Ischemic heart disease continues to have a tremendous impact on public health, shortening lifespan and
impairing the quality of life. The inability of the adult human myocardium to undergo regeneration after a
myocardial infarction has inspired research using cell therapy for myocardial repair. However, clinical trials to
date have shown modest or no benefit, suggesting the need to consider other cell sources and approaches.
In large animal models, derivatives of human pluripotent stem cells have provided promising results, but the
grafts have generally been small, transient, and of limited functional benefit. In addition, there remain
important questions regarding cardiac cells derived from iPSCs, including the optimal delivery strategy,
immunogenicity, maturity, and the ability to couple effectively to the native myocardium without causing
arrhythmias. In this proposal, three integrated projects will address these challenges and advance toward the
long-term goal of utilizing a functional human cardiac tissue patch (hCTP) for repair of ischemic myocardium.

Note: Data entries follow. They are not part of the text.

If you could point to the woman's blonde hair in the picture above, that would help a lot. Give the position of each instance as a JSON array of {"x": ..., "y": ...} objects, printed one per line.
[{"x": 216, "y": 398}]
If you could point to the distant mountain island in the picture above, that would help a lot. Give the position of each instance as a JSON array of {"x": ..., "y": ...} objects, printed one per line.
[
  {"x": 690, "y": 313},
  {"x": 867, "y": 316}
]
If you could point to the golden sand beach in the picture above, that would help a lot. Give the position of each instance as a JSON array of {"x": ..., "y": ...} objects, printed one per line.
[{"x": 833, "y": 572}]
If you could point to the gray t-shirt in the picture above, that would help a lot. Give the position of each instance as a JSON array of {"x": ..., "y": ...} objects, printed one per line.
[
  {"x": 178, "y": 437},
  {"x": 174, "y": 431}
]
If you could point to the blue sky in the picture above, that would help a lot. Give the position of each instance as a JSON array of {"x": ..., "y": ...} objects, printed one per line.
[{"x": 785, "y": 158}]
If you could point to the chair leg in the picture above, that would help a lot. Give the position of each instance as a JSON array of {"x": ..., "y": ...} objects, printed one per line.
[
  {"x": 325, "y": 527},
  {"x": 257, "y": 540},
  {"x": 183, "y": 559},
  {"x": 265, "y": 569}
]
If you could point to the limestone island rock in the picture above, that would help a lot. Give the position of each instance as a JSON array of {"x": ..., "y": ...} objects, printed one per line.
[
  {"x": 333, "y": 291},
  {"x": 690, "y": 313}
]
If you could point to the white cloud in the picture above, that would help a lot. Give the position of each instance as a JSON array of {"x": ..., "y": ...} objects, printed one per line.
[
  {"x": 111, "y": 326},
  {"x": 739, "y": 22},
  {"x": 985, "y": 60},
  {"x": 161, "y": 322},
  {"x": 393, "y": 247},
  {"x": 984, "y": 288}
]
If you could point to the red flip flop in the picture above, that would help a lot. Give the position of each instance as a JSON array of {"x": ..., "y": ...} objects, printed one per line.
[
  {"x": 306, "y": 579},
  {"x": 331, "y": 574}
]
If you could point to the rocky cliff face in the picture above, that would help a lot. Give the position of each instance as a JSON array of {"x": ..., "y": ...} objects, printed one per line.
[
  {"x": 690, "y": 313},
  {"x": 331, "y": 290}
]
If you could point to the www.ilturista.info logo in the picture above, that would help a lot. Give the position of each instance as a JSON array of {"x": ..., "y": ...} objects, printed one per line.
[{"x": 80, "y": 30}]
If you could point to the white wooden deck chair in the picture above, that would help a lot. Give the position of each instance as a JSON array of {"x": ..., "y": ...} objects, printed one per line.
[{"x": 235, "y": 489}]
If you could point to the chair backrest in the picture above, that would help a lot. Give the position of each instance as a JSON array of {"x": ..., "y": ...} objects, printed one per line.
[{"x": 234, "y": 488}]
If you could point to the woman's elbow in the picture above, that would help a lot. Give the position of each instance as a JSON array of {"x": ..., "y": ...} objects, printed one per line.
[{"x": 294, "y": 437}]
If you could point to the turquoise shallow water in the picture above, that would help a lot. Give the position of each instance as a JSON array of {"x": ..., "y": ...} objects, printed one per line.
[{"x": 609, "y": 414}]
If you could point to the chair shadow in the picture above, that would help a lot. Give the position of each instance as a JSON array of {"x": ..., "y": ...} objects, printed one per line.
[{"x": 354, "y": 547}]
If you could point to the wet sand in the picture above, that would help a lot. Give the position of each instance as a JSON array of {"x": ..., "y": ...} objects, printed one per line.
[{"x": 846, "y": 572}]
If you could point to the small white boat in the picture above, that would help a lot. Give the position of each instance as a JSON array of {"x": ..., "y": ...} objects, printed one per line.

The first project aims to generate novel cell populations, including induced cardiac progenitor cells and
genetically engineered cell lines that will be evaluated for their immunogenicity in a novel humanized mouse
model. These and other cell products, including commercially available sources, will be utilized to generate
large vascularized hCTPs in the second project. The third project will utilize a porcine post-infarction model
to test hCTPs and optimize electrical and vascular integration as assessed by optical mapping technology
and MRI/NMR spectroscopy, respectively. These studies will overcome critical barriers to generating large,
fully functional human cardiac tissues that can be integrated safely into the native myocardium to provide a
powerful new approach for treatment of advanced ischemic heart disease.